The Unlikely Bull Market (Jensen)

But the eurozone crisis is not my only worry. After a decent run in equity markets, individual investor euphoria is on the rise and is now in dangerous territory – at least in the US (chart 8). This is not a dead sure indicator, but when sentiment reaches these levels, it often precedes a sell-off (small or large).

If individual investors are perhaps getting a bit carried away, Wall Street analysts certainly aren’t. Earnings estimates for 2012 have come down significantly over the last few months (chart 9) at a time where the US economy has surprised pretty much everybody by its strength. This doesn’t add up. Are analysts overly pessimistic (not usually in their DNA) or is this an indication that the current upswing in US economic fundamentals will prove short-lived? The last thing Europe needs now is for the US to lose momentum again. It can hardly afford it.

I wish the list would stop there but it doesn’t. I am concerned about China (don’t think they tell the truth about the true extent of the current slowdown) and I agonize over the situation in Iran (the world economy is too fragile right now to withstand an oil price at $150). Most of all, I worry about pension liabilities in Europe (see here) which continue to grow without any serious attempts being made to address the problem.

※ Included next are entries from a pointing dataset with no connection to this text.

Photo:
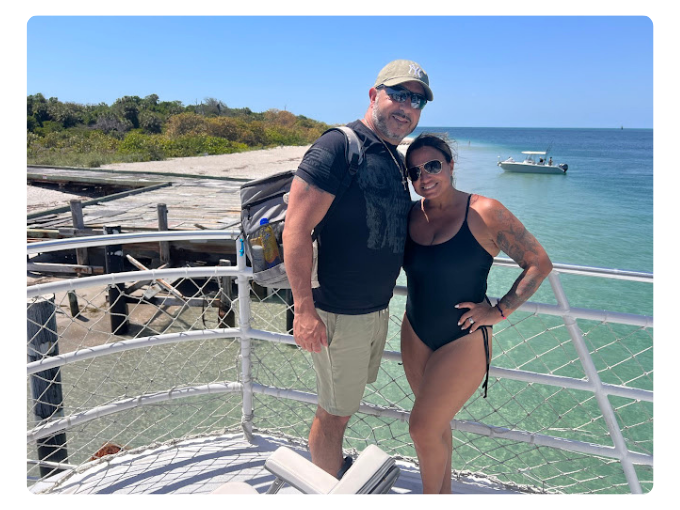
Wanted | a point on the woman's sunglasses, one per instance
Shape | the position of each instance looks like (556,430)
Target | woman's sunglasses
(431,167)
(401,95)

In other words, there is plenty to keep me awake at night; however, to use an old cliché, equity bull markets have always had to climb walls of worry and this is no different. At least for now, valuations are sufficiently attractive (see our October 2001 letter here for a detailed discussion of current valuation levels) to keep this bull market going.

Is it the beginning of a structural bull market? I doubt it. We are still in a risk-on / risk-off environment where investors blow hot and cold. One of the fallouts of the crisis of the past 3-4 years is a shortening of investors’ time horizon (stat of the day: did you know that the average holding period for US equities is now 22 seconds?7). Long term investors have become an endangered species and the effect on markets is there for everyone to see. I doubt this will change any time soon but, for now, it is risk on.

This is not the time to be fully invested but neither is it the time to be side lined. We are in a nervous market where great opportunities present themselves at regular intervals. We recommend holding 25-50% in cash or cash like instruments (depending on your risk profile) which can be deployed at short notice when those opportunities arise.

We have recently produced a brief strategy document where we outline a number of investment strategies which we believe fit into this type of environment. This document is available to clients of Absolute Return Partners. Please contact either Nick Rees or myself if you would like a copy.

Niels C. Jensen
3 February 2012
© 2002-2012 Absolute Return Partners LLP. All rights reserved.

Footnotes

1 See for example ‘Spain the domino that is too big to fall; the economy is falling, the data is lying’, Veneroso Associates, 5 December 2011
2 If Spain is cooking its books, it is not the first, and neither will it be the last, country to do so. Back in December, the Japanese government announced that it is has decided to include interest rate spreads earned by financial institutions when calculating GDP. The changed methodology will add 1-2% to Japan’s GDP (see here for details). Quite miraculously, Japan will – for a while at least – appear to be firmly back on a growth track. Only the most naive would not expect other countries to use similar tactics to give their national accounts a ‘face lift’.
3 Source: http://www.debtdeflation.com/blogs/2012/01/28/economics-in-the-age-of-deleveraging/
4 ‘Big ESCB QE’, Veneroso Associates, 16 January 2012.
5 LTRO stands for Longer Term Refinancing Operations which is a funding programme offered to the eurozone banks by the ECB whereby the banks can fund themselves on attractive terms. The programme announced in December offered three year loans.
6 Sadly, Tony Dye passed away in 2008.